In 2010, the Institute of Medicine said the FDA should mandate limits for sodium in restaurant and processed foods, with a gradual reduction of sodium in food over time.

It’s estimated that reducing sodium consumption by half would prevent about 100,000 deaths from heart attacks and strokes in the United States each year.

However, the U.S. has chosen to use voluntary programs rather than limiting the amount of harmful ingredients, such as salt, in processed and restaurant food.

While the FDA hasn’t acted on the IOM recommendations, many other nations have launched sodium reduction initiatives in their countries, Jacobson said.

The United Kingdom’s program resulted in a 15 percent reduction per capita in sodium consumption between 2001 and 2011. Argentina, Australia, Belgium, and South Africa also waged effective sodium reduction campaigns, he said.

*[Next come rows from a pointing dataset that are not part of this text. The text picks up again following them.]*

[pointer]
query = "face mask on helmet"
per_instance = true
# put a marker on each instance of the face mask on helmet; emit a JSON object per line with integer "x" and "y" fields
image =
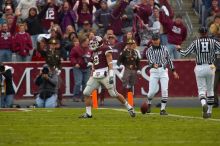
{"x": 95, "y": 43}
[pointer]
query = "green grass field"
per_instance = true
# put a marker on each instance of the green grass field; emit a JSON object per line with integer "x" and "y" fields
{"x": 59, "y": 127}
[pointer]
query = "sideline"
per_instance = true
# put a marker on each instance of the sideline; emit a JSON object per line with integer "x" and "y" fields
{"x": 170, "y": 115}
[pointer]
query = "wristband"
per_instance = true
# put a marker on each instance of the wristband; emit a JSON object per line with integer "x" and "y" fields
{"x": 111, "y": 73}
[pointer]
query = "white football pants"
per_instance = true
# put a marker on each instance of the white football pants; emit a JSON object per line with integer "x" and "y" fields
{"x": 156, "y": 75}
{"x": 205, "y": 80}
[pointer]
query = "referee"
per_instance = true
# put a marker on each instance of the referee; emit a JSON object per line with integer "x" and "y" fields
{"x": 159, "y": 58}
{"x": 204, "y": 48}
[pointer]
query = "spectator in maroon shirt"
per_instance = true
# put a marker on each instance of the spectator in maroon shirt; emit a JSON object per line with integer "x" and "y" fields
{"x": 84, "y": 12}
{"x": 67, "y": 17}
{"x": 6, "y": 34}
{"x": 22, "y": 44}
{"x": 50, "y": 12}
{"x": 176, "y": 33}
{"x": 79, "y": 57}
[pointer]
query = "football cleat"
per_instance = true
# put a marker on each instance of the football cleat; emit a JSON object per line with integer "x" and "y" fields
{"x": 205, "y": 109}
{"x": 85, "y": 116}
{"x": 131, "y": 112}
{"x": 163, "y": 112}
{"x": 149, "y": 108}
{"x": 209, "y": 115}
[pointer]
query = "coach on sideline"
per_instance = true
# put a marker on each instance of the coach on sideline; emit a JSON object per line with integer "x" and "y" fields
{"x": 204, "y": 49}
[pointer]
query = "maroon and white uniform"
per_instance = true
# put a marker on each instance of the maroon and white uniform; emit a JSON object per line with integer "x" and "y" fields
{"x": 101, "y": 72}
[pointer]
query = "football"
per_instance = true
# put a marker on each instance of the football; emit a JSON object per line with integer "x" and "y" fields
{"x": 144, "y": 108}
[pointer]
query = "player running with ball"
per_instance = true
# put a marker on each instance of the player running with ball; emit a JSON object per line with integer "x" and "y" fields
{"x": 102, "y": 75}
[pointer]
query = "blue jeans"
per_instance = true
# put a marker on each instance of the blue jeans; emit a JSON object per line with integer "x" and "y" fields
{"x": 174, "y": 54}
{"x": 5, "y": 55}
{"x": 6, "y": 101}
{"x": 50, "y": 102}
{"x": 81, "y": 76}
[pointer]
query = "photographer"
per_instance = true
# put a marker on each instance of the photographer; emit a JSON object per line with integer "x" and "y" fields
{"x": 6, "y": 87}
{"x": 47, "y": 81}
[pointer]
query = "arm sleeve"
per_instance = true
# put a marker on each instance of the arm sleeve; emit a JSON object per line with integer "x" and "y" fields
{"x": 189, "y": 50}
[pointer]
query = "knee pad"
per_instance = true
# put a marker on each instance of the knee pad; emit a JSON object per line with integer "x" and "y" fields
{"x": 112, "y": 92}
{"x": 87, "y": 91}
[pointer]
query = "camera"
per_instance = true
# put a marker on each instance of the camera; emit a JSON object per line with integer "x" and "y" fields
{"x": 45, "y": 70}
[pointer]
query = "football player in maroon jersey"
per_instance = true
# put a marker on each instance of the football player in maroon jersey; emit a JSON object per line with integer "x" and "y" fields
{"x": 102, "y": 75}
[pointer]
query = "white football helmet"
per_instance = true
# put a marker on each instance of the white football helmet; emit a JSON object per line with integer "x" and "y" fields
{"x": 95, "y": 43}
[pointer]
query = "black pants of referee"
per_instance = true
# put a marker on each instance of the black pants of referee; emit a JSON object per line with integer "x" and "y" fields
{"x": 216, "y": 82}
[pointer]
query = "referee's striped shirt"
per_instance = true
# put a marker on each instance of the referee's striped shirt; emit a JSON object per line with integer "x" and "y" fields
{"x": 159, "y": 55}
{"x": 204, "y": 49}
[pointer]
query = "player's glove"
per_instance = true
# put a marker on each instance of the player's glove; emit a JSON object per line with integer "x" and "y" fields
{"x": 89, "y": 64}
{"x": 111, "y": 75}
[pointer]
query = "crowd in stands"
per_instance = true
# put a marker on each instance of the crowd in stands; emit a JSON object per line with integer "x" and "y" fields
{"x": 26, "y": 26}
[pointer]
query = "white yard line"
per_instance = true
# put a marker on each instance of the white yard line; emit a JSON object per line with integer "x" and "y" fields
{"x": 170, "y": 115}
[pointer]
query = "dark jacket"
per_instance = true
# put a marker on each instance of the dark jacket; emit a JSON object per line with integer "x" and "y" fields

Children’s sodium consumption also is a critical public health concern, Jacobson said.

The Centers for Disease Control and Prevention released information in September showing that children ages 6 to 18 consume about 3,300 mg a day, which he said is well above recommended levels.

The center’s analysis of sodium in kids-menu items found an average sodium increase of 2 percent.

For the report, the center analyzed restaurant sodium data from MenuStat.org, the New York City Department of Health and Mental Hygiene's online nutrient database.